So, while my comrades are nearly dying fighting their cursed dreams, my dwarf is in Heaven. I roll a critical success to break the curse (because the DM made me roll) on my second turn, but, not willing to break character, I dunk my head back into the wine, interrupting long enough to chant with the Sub-Noids, "Noid! Noid!" *SLUUUUURRRRP* "Noid! Noid!"
The DM is obviously displeased, because he expected me to resist his curse. I explained to him that this is not a curse, to a Dorf. This is everything my character has ever dreamed of, since he was a little teetotaler Dorfling. He tried to tell me that there's no honor in dying of alcohol poisoning, to which I replied that this was the equivalent of Dwarven Valhalla. After a few moments, he admitted that this was, actually, fully in-character, that anything but drinking the wine would have been metagaming, and that yes, any REAL dwarf, when faced with an infinite amount of alcohol, no matter the circumstances, would attempt to drink every last drop, and LOVE EVERY SECOND.
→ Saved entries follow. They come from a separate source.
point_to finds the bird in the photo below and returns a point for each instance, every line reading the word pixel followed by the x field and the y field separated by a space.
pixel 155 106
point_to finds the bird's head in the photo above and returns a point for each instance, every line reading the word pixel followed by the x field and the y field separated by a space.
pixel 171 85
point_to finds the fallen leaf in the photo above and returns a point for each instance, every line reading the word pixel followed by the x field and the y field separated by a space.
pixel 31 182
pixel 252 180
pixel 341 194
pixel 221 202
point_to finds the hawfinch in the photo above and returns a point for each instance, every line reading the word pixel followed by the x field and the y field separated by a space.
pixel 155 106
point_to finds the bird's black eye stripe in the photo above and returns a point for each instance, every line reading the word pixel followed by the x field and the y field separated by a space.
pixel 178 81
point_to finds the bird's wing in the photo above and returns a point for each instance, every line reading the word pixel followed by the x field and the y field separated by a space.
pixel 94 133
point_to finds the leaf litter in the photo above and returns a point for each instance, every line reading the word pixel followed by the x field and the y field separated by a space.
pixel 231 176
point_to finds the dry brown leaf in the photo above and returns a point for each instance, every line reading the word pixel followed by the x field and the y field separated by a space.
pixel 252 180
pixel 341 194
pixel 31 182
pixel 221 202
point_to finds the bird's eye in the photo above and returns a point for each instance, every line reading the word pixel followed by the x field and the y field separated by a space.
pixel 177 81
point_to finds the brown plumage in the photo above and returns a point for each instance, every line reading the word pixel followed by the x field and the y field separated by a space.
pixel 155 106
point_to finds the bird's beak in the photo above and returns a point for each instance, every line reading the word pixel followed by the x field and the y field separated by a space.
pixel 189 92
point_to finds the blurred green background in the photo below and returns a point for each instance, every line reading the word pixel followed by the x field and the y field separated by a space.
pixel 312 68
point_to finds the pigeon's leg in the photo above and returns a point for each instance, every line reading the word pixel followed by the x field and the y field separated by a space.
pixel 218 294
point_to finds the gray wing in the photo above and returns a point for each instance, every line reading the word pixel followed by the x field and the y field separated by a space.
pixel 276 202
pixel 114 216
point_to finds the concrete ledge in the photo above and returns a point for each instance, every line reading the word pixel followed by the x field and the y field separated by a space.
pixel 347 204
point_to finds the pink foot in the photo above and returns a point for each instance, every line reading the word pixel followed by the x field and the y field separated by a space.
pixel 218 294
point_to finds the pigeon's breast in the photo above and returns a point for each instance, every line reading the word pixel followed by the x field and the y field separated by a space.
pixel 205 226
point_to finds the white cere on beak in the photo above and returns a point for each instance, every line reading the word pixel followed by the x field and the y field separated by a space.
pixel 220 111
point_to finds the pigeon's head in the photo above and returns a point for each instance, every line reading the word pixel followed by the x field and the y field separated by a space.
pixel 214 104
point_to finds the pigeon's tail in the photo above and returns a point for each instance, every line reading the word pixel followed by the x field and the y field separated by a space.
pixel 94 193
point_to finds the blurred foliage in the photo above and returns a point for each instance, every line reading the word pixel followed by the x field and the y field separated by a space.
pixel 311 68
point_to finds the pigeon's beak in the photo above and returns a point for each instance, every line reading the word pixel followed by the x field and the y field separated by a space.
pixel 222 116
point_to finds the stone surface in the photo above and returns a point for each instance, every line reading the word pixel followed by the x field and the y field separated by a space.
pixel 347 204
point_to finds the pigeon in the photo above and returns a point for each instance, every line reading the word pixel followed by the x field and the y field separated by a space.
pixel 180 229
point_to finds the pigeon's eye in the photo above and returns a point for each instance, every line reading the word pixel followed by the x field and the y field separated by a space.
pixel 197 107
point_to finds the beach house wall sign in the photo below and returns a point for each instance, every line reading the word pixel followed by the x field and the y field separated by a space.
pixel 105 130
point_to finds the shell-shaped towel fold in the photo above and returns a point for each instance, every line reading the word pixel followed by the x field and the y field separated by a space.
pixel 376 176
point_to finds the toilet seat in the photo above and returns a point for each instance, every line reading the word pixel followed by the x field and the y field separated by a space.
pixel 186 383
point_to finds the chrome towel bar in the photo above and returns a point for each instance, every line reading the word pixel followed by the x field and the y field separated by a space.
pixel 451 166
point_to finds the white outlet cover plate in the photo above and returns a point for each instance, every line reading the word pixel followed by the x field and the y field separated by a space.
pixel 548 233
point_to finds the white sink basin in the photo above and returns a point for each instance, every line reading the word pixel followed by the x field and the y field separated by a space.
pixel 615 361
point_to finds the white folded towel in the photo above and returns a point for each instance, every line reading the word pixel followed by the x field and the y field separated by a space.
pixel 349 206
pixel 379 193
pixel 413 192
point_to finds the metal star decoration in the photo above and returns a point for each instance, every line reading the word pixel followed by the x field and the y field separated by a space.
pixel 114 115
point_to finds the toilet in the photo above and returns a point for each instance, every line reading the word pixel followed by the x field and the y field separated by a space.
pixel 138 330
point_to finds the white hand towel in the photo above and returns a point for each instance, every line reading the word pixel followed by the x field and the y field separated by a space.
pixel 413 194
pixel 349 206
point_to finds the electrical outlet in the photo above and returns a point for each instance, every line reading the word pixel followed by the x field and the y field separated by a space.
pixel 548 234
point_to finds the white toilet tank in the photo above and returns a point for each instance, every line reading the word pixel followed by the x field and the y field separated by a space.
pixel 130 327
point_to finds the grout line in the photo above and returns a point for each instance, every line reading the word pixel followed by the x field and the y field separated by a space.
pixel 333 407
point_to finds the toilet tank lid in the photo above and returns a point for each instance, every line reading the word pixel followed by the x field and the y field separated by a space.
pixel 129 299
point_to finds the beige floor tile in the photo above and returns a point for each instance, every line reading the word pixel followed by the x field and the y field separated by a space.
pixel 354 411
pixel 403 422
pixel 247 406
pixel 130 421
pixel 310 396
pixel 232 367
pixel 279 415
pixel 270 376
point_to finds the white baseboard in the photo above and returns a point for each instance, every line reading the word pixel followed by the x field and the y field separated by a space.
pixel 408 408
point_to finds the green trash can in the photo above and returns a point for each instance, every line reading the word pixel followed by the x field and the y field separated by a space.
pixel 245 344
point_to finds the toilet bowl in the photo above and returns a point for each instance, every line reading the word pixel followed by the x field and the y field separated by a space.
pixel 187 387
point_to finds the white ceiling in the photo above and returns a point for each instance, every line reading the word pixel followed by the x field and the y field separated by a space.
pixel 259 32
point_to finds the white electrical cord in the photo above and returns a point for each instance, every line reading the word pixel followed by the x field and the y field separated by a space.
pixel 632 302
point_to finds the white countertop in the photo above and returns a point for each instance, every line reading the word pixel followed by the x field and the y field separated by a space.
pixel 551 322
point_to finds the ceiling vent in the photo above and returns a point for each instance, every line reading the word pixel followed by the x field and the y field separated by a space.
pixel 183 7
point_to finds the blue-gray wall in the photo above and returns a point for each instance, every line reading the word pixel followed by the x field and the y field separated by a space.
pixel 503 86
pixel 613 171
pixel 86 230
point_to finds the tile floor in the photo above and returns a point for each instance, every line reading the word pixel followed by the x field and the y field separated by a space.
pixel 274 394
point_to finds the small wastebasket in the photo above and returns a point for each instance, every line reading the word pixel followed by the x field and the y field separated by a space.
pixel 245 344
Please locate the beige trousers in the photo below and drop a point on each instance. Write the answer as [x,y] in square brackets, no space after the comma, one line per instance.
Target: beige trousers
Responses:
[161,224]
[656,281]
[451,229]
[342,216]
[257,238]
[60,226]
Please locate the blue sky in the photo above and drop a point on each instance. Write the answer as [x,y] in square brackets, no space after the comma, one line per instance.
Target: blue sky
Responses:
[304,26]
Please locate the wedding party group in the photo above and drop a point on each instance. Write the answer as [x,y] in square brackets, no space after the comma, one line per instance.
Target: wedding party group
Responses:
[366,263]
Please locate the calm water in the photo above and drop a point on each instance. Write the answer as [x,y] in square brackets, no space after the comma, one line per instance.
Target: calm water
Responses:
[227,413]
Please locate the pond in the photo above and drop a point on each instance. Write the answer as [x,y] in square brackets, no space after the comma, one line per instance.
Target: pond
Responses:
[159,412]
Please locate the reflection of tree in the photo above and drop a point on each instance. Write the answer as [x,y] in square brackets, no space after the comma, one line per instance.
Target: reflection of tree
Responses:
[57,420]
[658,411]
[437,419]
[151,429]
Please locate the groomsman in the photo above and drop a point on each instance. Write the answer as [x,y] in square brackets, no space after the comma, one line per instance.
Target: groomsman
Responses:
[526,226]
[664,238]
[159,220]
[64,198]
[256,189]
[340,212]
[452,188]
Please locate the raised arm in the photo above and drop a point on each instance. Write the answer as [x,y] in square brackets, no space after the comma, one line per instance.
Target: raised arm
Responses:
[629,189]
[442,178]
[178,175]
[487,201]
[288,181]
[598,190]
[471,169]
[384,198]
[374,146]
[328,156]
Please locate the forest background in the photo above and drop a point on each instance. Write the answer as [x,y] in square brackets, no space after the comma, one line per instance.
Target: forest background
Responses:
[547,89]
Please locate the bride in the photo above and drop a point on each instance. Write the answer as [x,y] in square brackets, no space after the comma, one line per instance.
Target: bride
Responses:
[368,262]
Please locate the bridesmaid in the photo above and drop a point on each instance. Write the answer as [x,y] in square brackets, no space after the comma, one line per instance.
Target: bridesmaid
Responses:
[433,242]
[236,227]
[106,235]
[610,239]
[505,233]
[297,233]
Still, he disapproved of me not trying to battle the Noid. So, I said I'd help the others. I reminded the Shardmind that he had specifically asked for an undead army that followed his commands, which was the key to his puzzle (he ordered them to leave, so they did. Puzzle solved). I explained to the shifter that since the sickle danced out of the way every time she tried to harm/subdue it, and was singing, she should dance up to it (and when she waltzed, it waltzed in time. She grabbed it, and its malicious spell was broken). I would have said something to the warlock, but he had cast a fire spell on his own innards to burn away the orphan-infection, then belched the remaining fire out of his mouth to destroy the zombaby that was depositing orphanmonsters into his belly. Really, there was nothing to add at that point. So, two out of three.